Caffeine is widely consumed throughout the world, but little is known about the mechanisms underlying its rewarding and aversive properties. We show that pharmacological antagonism of dopamine not only blocks conditioned place aversion to caffeine, but also reveals dopamine blockade‐induced conditioned place preferences. These aversive effects are mediated by the dopamine D2 receptor, as knockout mice showed conditioned place preferences in response to doses of caffeine that C57Bl/6 mice found aversive. Furthermore, these aversive responses appear to be centrally mediated, as a quaternary analog of caffeine failed to produce conditioned place aversion. Although the adenosine A2A receptor is important for caffeine’s physiological effects, this receptor seems only to modulate the appetitive and aversive effects of caffeine. A2A receptor knockout mice showed stronger dopamine‐dependent aversive responses to caffeine than did C57Bl/6 mice, which partially obscured the dopamine‐independent and A2A receptor‐independent preferences. Additionally, the A1 receptor, alone or in combination with the A2A receptor, does not seem to be important for caffeine’s rewarding or aversive effects. Finally, excitotoxic lesions of the tegmental pedunculopontine nucleus revealed that this brain region is not involved in dopamine blockade‐induced caffeine reward. These data provide surprising new information on the mechanism of action of caffeine, indicating that adenosine receptors do not mediate caffeine’s appetitive and aversive effects. We show that caffeine has an atypical reward mechanism, independent of the dopaminergic system and the tegmental pedunculopontine nucleus, and provide additional evidence in support of a role for the dopaminergic system in aversive learning.

Tegmental pedunculopontine glutamate and GABA-B synapses mediate morphine reward.

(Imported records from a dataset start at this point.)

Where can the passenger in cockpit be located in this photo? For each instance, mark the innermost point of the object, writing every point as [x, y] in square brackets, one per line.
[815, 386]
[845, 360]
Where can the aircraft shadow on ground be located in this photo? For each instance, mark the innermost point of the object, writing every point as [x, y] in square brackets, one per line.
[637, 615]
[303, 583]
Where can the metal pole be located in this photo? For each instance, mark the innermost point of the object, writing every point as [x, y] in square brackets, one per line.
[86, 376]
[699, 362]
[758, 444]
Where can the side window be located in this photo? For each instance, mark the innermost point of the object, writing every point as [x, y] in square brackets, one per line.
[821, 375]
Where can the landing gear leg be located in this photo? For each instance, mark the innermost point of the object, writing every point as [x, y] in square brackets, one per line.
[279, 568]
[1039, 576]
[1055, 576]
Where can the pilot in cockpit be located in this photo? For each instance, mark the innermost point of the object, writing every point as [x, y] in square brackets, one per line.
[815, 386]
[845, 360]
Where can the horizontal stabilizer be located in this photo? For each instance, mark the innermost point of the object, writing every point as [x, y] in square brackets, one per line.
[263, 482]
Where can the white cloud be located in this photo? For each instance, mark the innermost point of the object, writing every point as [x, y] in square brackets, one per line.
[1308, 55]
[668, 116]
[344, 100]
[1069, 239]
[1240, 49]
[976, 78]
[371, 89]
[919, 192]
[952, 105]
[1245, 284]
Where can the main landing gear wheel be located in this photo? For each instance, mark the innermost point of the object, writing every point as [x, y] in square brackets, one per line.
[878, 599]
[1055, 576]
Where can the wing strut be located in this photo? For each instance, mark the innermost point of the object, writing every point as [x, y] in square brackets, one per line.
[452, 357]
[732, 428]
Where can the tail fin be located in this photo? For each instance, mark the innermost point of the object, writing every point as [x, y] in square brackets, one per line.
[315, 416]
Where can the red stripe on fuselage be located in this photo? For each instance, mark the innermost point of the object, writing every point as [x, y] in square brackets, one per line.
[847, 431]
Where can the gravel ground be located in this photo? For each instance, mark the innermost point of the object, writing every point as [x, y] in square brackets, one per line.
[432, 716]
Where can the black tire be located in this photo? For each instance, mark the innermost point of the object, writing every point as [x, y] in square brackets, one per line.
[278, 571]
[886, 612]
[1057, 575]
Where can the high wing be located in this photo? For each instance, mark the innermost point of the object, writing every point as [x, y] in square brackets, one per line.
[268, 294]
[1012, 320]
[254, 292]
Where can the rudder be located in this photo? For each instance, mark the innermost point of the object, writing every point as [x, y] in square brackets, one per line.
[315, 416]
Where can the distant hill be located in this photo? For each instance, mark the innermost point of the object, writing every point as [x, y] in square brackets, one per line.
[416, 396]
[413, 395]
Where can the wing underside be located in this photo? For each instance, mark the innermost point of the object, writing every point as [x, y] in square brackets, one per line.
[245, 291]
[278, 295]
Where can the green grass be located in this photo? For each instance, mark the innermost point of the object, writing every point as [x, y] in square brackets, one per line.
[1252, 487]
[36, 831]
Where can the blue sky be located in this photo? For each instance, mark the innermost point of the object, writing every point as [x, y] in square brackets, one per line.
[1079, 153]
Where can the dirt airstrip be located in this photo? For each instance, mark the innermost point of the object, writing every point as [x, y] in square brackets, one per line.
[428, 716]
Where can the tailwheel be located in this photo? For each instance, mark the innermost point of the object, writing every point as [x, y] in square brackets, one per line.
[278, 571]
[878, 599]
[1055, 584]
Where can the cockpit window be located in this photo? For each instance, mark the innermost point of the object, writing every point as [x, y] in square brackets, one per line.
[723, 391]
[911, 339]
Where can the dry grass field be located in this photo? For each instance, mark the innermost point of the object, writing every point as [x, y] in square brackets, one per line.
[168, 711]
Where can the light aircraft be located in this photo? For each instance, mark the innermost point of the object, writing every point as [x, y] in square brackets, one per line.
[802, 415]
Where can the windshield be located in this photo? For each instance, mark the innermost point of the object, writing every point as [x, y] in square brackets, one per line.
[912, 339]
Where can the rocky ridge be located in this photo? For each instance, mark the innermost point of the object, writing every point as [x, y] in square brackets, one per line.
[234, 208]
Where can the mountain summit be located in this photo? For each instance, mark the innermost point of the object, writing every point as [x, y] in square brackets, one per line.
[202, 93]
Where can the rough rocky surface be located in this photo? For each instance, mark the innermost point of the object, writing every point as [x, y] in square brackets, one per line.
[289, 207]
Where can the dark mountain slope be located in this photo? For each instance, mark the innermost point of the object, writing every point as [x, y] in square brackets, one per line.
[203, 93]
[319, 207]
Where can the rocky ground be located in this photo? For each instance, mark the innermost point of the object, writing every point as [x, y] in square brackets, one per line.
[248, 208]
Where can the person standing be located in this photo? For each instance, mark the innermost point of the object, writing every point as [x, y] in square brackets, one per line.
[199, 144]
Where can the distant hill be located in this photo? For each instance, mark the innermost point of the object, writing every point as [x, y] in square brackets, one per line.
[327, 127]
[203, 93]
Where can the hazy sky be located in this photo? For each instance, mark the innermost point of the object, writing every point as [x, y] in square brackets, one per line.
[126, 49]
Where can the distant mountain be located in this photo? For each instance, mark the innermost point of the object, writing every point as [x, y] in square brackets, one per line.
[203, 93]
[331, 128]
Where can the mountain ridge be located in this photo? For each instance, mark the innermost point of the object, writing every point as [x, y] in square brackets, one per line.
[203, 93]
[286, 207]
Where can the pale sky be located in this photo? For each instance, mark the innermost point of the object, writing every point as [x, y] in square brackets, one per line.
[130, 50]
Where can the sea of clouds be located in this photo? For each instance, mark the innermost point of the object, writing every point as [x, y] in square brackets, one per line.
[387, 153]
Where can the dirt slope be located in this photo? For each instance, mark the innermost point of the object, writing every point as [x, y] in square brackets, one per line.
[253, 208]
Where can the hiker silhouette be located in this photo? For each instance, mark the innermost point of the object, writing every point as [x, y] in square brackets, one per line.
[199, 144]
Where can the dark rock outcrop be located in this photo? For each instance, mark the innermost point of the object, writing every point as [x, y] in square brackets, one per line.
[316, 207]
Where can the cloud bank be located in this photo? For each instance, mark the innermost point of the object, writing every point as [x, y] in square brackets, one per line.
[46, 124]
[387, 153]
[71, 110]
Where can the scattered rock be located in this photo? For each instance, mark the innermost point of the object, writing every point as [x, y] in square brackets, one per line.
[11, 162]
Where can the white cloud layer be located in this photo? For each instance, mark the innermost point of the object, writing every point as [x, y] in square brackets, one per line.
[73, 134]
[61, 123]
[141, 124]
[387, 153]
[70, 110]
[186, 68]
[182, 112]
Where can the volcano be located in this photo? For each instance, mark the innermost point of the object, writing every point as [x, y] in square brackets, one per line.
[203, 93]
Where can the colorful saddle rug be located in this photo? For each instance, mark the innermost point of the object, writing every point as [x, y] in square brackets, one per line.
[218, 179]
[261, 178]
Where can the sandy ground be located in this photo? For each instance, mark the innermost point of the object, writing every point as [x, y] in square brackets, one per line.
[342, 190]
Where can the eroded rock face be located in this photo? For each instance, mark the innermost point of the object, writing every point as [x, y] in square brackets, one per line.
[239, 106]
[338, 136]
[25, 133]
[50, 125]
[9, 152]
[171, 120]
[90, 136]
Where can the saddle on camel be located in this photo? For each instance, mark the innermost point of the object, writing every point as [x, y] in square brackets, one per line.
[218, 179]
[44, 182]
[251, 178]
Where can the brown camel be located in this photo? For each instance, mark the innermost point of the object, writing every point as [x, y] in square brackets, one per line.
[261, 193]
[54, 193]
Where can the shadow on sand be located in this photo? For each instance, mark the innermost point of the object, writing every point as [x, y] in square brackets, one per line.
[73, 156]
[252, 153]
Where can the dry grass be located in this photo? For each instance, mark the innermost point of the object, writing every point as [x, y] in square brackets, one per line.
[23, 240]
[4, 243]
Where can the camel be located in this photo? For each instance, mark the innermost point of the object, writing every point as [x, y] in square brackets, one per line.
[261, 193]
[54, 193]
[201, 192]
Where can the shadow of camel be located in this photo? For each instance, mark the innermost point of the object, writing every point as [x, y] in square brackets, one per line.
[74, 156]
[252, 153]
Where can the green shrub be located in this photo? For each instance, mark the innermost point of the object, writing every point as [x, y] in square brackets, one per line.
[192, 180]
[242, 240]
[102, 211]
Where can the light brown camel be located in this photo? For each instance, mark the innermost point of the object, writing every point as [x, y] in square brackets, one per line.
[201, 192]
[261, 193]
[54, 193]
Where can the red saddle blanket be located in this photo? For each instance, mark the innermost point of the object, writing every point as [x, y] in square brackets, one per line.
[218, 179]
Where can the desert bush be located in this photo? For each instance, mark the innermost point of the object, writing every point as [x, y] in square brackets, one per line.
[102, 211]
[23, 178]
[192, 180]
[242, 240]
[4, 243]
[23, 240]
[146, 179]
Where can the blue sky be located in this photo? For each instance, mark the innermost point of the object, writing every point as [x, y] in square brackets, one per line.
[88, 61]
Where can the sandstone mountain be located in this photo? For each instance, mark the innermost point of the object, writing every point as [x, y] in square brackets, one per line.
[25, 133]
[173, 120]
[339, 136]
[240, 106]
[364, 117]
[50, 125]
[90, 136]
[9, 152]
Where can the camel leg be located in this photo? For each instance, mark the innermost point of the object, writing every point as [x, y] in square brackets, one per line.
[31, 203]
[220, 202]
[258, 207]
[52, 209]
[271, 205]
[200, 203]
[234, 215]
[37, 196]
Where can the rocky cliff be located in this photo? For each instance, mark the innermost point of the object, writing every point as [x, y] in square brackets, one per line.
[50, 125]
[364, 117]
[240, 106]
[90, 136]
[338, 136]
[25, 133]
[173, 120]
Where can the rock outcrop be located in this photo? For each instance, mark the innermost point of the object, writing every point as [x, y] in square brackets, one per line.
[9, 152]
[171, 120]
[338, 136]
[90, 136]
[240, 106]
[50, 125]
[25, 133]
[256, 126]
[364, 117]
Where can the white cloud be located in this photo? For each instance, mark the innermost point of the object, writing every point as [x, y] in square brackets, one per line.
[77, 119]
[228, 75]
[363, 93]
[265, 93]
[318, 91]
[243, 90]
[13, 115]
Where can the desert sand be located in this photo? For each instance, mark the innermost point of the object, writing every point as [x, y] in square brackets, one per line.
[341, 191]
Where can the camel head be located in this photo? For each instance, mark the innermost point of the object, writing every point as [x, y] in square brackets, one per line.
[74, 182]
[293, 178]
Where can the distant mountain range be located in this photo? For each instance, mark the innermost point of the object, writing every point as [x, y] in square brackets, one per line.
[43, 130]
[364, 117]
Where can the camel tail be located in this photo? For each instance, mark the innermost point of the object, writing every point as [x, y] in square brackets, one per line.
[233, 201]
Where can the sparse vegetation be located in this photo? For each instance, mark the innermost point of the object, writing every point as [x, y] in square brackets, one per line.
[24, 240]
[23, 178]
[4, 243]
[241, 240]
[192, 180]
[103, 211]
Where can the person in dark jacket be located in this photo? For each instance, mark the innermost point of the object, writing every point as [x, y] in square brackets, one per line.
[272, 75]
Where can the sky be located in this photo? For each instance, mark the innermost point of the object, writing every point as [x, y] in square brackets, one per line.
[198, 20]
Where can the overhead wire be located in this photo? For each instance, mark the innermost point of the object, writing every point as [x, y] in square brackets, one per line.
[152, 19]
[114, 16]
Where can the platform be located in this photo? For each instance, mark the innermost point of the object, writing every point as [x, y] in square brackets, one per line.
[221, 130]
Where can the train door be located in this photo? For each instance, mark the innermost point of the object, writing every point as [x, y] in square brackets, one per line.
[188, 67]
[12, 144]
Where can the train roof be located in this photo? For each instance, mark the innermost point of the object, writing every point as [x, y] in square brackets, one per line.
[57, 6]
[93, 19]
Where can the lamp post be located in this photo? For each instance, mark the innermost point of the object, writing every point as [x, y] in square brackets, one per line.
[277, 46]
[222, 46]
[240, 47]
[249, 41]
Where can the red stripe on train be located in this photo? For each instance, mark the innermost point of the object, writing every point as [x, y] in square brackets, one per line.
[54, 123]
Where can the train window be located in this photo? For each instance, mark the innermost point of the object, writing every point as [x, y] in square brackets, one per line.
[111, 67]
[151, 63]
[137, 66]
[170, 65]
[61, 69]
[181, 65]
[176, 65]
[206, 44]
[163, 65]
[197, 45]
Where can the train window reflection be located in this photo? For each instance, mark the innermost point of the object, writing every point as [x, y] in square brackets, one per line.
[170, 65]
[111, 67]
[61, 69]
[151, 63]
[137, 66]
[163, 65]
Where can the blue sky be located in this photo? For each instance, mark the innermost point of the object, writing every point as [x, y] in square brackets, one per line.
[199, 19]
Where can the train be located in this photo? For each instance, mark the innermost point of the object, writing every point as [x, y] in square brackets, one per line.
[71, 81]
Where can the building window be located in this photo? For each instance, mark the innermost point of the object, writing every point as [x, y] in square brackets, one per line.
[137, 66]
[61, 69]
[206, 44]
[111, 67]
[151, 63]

The tegmental pedunculopontine nucleus (TPP) of the midbrain is critical in mediating the acute rewarding effects of opiates. However, the circuitry and neurochemistry underlying this effect has not been determined. Here we identify TPP receptors and cell types involved in systemic morphine reward and suggest an anatomical and neurochemical model for reward in the TPP. Simple hypothetical anatomical models for serial cell arrangements and receptors in the TPP were proposed and predictions of behavioral outcome (reward or no reward) then were made, based on the administration of agonists and antagonists directly into the TPP of rats. We report that TPP-administered NMDA produced rewarding effects, although GABA agonists and antagonists had no motivational effects on their own. However, the NMDA receptor antagonist AP-7 and the GABA-B receptor antagonist saclofen, while having no motivational effects on their own, blocked systemic morphine reward as measured by conditioned place preference. These results provide positive evidence for GABA-B and glutamate synapses in the TPP, which mediates systemic morphine reward and suggest that a serial pathway for morphine reward in the TPP is unlikely.